The only way to square that circle is to assume that Westworld sees killing as the most fundamentally human of acts. The hosts prove their personhood by rising up against their oppressors, asserting their right not to be victimized by taking vengeance on the people who did. There's a certain revolutionary logic to that viewpoint, especially if you take Bady's view that a robot story like Westworld can only ever be a metaphor for slavery. One of the fundamental aspects of defining some people as non-human is that any attempt they make to assert their right to exist and not to suffer is seen as illegitimate, even villainous. Which can mean that being a villain is the only way for such people to prove that they are, indeed, people. But what this also does is bring us full circle. If we accept that killing proves the hosts' humanity, then we don't get to criticize Westworld, the park, for making the same argument. We have to reject the viewpoint offered early in the season, by a then-still-sane William, who sees the park as a cynical, unimaginative appeal to our basest instincts with nothing meaningful to way about humanity, and accept the conclusion reached by the Man In Black, that the park's violence reveals our true selves. And if that's true--if the natural condition of people, whether guests or hosts, is to be violent and brutal to one another--then what have the hosts even got to complain about?

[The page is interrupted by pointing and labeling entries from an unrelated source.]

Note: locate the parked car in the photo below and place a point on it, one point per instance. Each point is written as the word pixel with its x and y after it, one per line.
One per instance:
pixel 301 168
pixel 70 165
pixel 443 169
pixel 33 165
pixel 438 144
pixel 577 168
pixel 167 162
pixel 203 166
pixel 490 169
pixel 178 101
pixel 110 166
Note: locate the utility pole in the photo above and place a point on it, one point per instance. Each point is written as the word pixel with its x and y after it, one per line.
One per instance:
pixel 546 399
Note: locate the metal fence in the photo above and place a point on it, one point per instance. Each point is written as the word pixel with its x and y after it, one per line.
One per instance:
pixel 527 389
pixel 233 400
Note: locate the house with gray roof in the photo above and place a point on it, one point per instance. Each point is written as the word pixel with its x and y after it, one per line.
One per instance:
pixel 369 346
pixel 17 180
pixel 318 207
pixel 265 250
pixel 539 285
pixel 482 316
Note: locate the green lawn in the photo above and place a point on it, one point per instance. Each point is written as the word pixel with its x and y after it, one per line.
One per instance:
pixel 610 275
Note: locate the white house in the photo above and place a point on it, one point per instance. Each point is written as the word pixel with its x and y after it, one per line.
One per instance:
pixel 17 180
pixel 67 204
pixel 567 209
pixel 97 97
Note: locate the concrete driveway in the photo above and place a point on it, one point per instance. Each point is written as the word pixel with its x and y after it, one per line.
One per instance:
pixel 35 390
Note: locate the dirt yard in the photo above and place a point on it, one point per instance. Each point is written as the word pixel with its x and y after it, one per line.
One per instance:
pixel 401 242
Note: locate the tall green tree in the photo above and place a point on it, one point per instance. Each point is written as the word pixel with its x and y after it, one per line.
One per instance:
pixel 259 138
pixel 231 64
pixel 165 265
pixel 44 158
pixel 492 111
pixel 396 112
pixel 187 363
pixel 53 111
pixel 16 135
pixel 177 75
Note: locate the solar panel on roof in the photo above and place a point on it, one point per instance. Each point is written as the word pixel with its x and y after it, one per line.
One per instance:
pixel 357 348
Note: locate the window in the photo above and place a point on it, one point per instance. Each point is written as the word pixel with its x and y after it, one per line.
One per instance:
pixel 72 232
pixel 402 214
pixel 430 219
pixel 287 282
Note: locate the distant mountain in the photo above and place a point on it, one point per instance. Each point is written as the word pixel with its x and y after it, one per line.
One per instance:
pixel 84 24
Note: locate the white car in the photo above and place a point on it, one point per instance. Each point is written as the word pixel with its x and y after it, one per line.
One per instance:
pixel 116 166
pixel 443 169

Within Westworld, following the maze to its center is how the hosts achieve consciousness, discovering their true selves. But like so much else in the show, the maze is a metaphor, and what happens when Westworld's viewers follow the show's maze to its center is nothing so satisfying. What we find there is an ouroboros, a story that devours its own tail, contradicting its own basic assumptions and ultimately amounting to nothing. And here's where the show would tell us to wait, be patient, trust that next season will make sense of everything. Maybe it will--certainly Person of Interest took a while to make itself into one of the best science fiction shows on TV. But it's hard to have faith in a show that still seems so uncertain about what it actually is.